Ghana’s Voice: The Untold Cost of Fast Fashion
My curiosity about where our unwanted clothes end up peaked during a visit to Kantamanto Market in Accra last year. The environment was overwhelming: the smell of sun-baked fabric mingled with the clamor of traders. Massive, mysterious bales of second-hand clothes, imported from across the globe, formed towering barricades in the narrow walkways. Cutting a bale open released a deluge of color—hoodies, old jeans, and worn shirts—each bearing labels from foreign countries.
Initially, Kantamanto seemed like a beacon of ingenuity, supporting thousands of livelihoods through global hand-me-downs. However, beneath this busy surface, a grim story emerged. This bustling trade masks a severe environmental crisis that begins far from Ghana and ends up contaminating local drains, beaches, and landfills.
One experienced trader, Afia, bluntly stated the problem: “We can’t sell everything.” She noted that often, “almost half of what’s inside a bale is complete waste.” This observation is supported by a 2024 Greenpeace Africa report, which estimates that up to 60% of imported second-hand clothing is unsellable due to poor quality, damage, or excessive wear. With approximately 15 million garments arriving in Ghana weekly, nearly 40–60% of that volume is instantly discarded.
This textile garbage rarely reaches formal recycling facilities. Instead, it piles up in open dumps, gutters, and shores. A stark illustration is the ragged, 20-meter-high cliff of landfill, composed mostly of clothing, situated along the Korle Lagoon. The Accra Metropolitan Assembly (AMA) dedicates an estimated US$500,000 annually just to manage this textile waste, yet much of it is burned openly, releasing toxic smoke into residential areas. The scale in Kantamanto is immense: the market, which supports about 30,000 people, receives roughly 50 forty-foot containers of these bales every single week.
The Genesis of the Crisis: Fast Fashion
The source of this textile mountain is “fast fashion,” a supply chain model characterized by rapid design, mass production, and quick inventory turnover.

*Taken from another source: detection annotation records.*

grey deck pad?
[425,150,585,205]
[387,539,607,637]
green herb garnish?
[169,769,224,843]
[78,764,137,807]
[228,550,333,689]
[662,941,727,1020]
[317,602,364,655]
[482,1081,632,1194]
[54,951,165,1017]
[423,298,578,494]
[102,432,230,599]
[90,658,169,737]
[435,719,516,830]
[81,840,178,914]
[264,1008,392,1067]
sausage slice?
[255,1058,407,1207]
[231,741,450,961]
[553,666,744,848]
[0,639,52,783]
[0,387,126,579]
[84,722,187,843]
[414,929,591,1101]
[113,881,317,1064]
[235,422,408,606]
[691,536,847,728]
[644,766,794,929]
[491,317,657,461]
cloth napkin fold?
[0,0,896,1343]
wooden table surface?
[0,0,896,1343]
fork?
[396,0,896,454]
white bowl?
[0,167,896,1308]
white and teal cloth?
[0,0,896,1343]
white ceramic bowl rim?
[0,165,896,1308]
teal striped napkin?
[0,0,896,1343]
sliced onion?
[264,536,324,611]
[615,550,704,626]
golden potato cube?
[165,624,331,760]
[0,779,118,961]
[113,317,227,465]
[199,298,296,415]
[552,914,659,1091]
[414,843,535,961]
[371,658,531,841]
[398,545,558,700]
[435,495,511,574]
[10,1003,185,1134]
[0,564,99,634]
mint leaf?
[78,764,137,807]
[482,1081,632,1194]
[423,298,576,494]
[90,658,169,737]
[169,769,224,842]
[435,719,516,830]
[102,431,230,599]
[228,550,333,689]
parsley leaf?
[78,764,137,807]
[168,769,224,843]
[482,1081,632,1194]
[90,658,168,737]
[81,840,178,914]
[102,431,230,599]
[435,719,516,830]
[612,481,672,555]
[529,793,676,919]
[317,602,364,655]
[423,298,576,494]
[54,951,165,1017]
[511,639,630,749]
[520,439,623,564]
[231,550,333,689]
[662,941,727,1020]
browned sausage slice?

Following production outsourcing and acceleration in the late 20th and early 21st centuries, clothing trends sped up dramatically. Consequently, garments are worn fewer times and discarded faster, creating a colossal volume of waste that overwhelms local management systems. Rather than being properly recycled in the originating countries, much of this poor-quality clothing is expediently exported as “second-hand” to nations like Ghana.
The garments arriving fall into three categories: truly wearable second-hand items, repairable or redesignable pieces, and the massive stream of unsellable waste. The core issue is that the proportion of unsellable waste has sharply risen because the quality of exported clothing has plummeted, arriving near the end of its useful life.
The Cost: Environmental, Economic, and Social Damage
The impact of this textile flood is multi-layered:
* Environmental: The waste blocks crucial drainage channels, exacerbating catastrophic flooding. On the beaches near Jamestown, discarded fabric washes up, forming tangled knots dubbed “textile tentacles.” Synthetic textiles shed microfibers, and dyes leach into the soil, severely poisoning ecosystems.
* Economic/Social: Though Kantamanto sustains livelihoods, the sheer volume of waste drains local resources, diverting capital away from value creation. A destructive fire in January 2025 further compounded the economic devastation for traders.
* Cultural/Industrial: Local, traditional Ghanaian textile industries cannot compete with the sheer volume of cheap imported goods, crippling domestic manufacturing capacity.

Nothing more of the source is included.